Инсоленс. Пустая из Кадора - страница 37



Я открываю дверь. Делаю шаг внутрь – в это безмолвное, выверенное пространство: тёмное дерево, приглушённый свет, запах сухой бумаги и… и то самое ощущение, которое невозможно спутать ни с чем. От Аластора всегда пахнет грозой. Этот аромат пронзает пространство невидимой Искрой: не совсем дождь, не совсем озон, не совсем опасность – как воздух перед раскатом, когда электричество на вкус. В нём есть металл, чуть дымный привкус, ледяная свежесть, будто где-то очень далеко уже сверкает молния. Здесь всё такое же, как в первый день. Ни одной лишней детали. Ни одной случайности.

Как и он.

Аластор почти всегда сидит за столом, склонившись над картами или записями. Иногда спиной ко мне, иногда поднимает взгляд сразу, как только я вхожу. Даже если не смотрит – знает. Чувствует.

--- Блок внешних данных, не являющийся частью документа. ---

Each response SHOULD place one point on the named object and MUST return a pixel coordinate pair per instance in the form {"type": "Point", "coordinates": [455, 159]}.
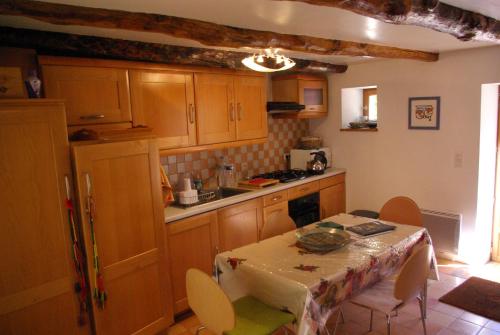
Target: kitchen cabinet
{"type": "Point", "coordinates": [192, 243]}
{"type": "Point", "coordinates": [308, 90]}
{"type": "Point", "coordinates": [37, 287]}
{"type": "Point", "coordinates": [120, 197]}
{"type": "Point", "coordinates": [271, 209]}
{"type": "Point", "coordinates": [302, 190]}
{"type": "Point", "coordinates": [239, 224]}
{"type": "Point", "coordinates": [164, 101]}
{"type": "Point", "coordinates": [250, 99]}
{"type": "Point", "coordinates": [93, 95]}
{"type": "Point", "coordinates": [215, 108]}
{"type": "Point", "coordinates": [332, 196]}
{"type": "Point", "coordinates": [230, 107]}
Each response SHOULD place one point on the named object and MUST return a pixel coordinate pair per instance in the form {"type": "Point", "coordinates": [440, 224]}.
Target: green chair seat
{"type": "Point", "coordinates": [256, 318]}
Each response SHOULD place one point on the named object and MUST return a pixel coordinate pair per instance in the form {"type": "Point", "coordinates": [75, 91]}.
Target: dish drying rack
{"type": "Point", "coordinates": [203, 197]}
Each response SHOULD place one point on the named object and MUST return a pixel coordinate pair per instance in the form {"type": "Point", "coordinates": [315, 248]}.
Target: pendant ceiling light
{"type": "Point", "coordinates": [268, 61]}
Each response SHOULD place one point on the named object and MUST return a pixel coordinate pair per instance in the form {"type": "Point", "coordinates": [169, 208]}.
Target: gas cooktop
{"type": "Point", "coordinates": [285, 176]}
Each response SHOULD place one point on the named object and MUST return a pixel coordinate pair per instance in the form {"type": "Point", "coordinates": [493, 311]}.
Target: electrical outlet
{"type": "Point", "coordinates": [458, 160]}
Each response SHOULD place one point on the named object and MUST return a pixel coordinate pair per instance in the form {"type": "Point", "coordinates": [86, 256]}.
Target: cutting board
{"type": "Point", "coordinates": [258, 182]}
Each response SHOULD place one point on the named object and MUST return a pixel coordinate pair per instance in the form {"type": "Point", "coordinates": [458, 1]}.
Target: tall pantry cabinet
{"type": "Point", "coordinates": [37, 275]}
{"type": "Point", "coordinates": [120, 200]}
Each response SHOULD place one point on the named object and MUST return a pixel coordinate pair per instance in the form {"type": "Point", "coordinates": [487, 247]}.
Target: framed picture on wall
{"type": "Point", "coordinates": [424, 113]}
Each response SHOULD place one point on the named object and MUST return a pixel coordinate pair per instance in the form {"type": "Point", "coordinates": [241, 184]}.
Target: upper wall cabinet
{"type": "Point", "coordinates": [164, 101]}
{"type": "Point", "coordinates": [215, 108]}
{"type": "Point", "coordinates": [230, 107]}
{"type": "Point", "coordinates": [250, 97]}
{"type": "Point", "coordinates": [308, 90]}
{"type": "Point", "coordinates": [93, 95]}
{"type": "Point", "coordinates": [184, 107]}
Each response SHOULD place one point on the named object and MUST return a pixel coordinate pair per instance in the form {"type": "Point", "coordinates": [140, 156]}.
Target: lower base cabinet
{"type": "Point", "coordinates": [332, 200]}
{"type": "Point", "coordinates": [192, 243]}
{"type": "Point", "coordinates": [240, 224]}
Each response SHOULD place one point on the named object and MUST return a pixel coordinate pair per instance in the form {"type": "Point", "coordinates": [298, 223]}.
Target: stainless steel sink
{"type": "Point", "coordinates": [208, 196]}
{"type": "Point", "coordinates": [226, 192]}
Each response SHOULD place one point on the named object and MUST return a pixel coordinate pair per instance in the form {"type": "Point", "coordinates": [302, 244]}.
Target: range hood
{"type": "Point", "coordinates": [284, 107]}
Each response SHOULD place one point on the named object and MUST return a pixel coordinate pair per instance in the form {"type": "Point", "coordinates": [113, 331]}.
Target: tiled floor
{"type": "Point", "coordinates": [442, 319]}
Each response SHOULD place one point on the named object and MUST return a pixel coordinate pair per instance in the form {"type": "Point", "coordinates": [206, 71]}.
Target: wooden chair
{"type": "Point", "coordinates": [390, 295]}
{"type": "Point", "coordinates": [276, 224]}
{"type": "Point", "coordinates": [216, 312]}
{"type": "Point", "coordinates": [401, 210]}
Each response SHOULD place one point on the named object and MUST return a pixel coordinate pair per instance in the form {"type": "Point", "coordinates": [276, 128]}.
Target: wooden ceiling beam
{"type": "Point", "coordinates": [61, 44]}
{"type": "Point", "coordinates": [434, 14]}
{"type": "Point", "coordinates": [207, 33]}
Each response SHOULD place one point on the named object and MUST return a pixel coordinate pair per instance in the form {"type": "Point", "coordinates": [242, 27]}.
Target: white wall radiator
{"type": "Point", "coordinates": [444, 229]}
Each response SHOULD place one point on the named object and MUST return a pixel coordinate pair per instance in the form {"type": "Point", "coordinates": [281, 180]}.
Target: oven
{"type": "Point", "coordinates": [304, 210]}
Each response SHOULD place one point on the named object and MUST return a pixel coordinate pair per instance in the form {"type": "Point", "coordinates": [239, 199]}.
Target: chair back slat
{"type": "Point", "coordinates": [210, 304]}
{"type": "Point", "coordinates": [276, 224]}
{"type": "Point", "coordinates": [413, 275]}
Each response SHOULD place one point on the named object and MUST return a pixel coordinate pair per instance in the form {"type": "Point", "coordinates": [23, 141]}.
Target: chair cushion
{"type": "Point", "coordinates": [379, 297]}
{"type": "Point", "coordinates": [256, 318]}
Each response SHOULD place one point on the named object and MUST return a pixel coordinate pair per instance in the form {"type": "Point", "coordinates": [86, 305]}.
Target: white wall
{"type": "Point", "coordinates": [418, 163]}
{"type": "Point", "coordinates": [352, 105]}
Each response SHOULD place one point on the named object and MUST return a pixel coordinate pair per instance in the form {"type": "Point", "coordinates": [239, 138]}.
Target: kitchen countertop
{"type": "Point", "coordinates": [175, 213]}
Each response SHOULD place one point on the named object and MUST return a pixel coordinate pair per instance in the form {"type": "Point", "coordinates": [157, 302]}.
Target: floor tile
{"type": "Point", "coordinates": [442, 319]}
{"type": "Point", "coordinates": [486, 331]}
{"type": "Point", "coordinates": [474, 318]}
{"type": "Point", "coordinates": [464, 328]}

И каждый раз, когда наши глаза встречаются, я ловлю себя на том, что дыхание сбивается. Не потому, что боюсь. Нет. Потому что в его взгляде никогда не бывает только «работы». Только «перевода». Только «обязанности».

В нём – вопрос:

Ты ещё держишься?

Я подхожу. Кладу переведённые страницы перед ним – аккуратно, ровно, не позволяю себе ни сорванного слова, ни взгляда в его глаза дольше, чем позволено. И присаживаюсь рядом.

Жду.

И это ожидание хуже, чем бой. Оно растягивается, как натянутый нерв, как тишина перед выстрелом. Он читает молча. Страницу за страницей. Линия бровей чуть напряжена, пальцы скользят по полям бумаги, будто нащупывают скрытое между строк.

А я сижу с прямой спиной, с горящими ладонями на коленях и одной единственной мыслью в голове:

Что, чёрт подери, он ищет в этих строках?


***

Сижу в библиотеке, сутулясь над столом, в котором кажется больше тишины, чем древесины. Ручка скребёт по бумаге – монотонно, терпеливо, почти как пульс. Чернила заканчиваются на пятом слове, я выжимаю остатки. За окном – тень, где-то в витражах отражается сад, но я не смотрю. Я здесь. В этом тексте. В этой вязкой, чуть архаичной итальянской вязи, где каждая строчка – как трещина в зеркале. Не сразу видна, но всё искажает.

Заправляю прядь за ухо. Щурюсь, наклоняюсь ближе к дневнику. Почерк Великого Мастера выведен с таким изяществом, что кажется, будто каждая буква – заклинание. Но чем красивее, тем сложнее. Он пишет витиевато, будто намеренно скрывает суть. Я едва различаю символы, почти танцующие на пергаменте. И вдруг…

Мелькает строка «Laboratorio proibito… esperimenti capaci di cambiare l’ordine dell’Iskra.»

Тайная лаборатория. Эксперименты, способные изменить порядок Искры.

Я замираю.

Пальцы сжимаются на краю страницы. Сердце – стук-стук, слишком громко для библиотеки, для тишины, для любого мира, где такие слова вообще могут быть написаны.

Изменить порядок Искры.

Не использовать. Не направлять. Изменить.

Дальше – ещё. Слова об укрытии от надзора. О том, что эксперименты скрывались от Магистрата. Что он продолжал их втайне, ночью, «где Искра слышна отчётливей всего».

Значит, Мастер делал то, что было запрещено…

Мысли срываются, несутся одна за другой, сталкиваясь, дробясь. Эксперименты… Запрещённые. Магистратом. Он знал, что делает. И делал. Что он искал? Новую форму Искры? Стабилизацию? Или оружие? И почему тогда Аластор… Почему он так одержим этим дневником?

Откидываюсь на спинку стула. Ткань платья прилипает к лопаткам – то ли от жара, то ли от волнения. Чувствую себя, будто распахнула дверь в комнату, куда не пускают. Ту, что всегда была за глухой стеной, без ручки. Но вдруг – проход открылся. И я уже внутри, среди полок с запретными тайнами.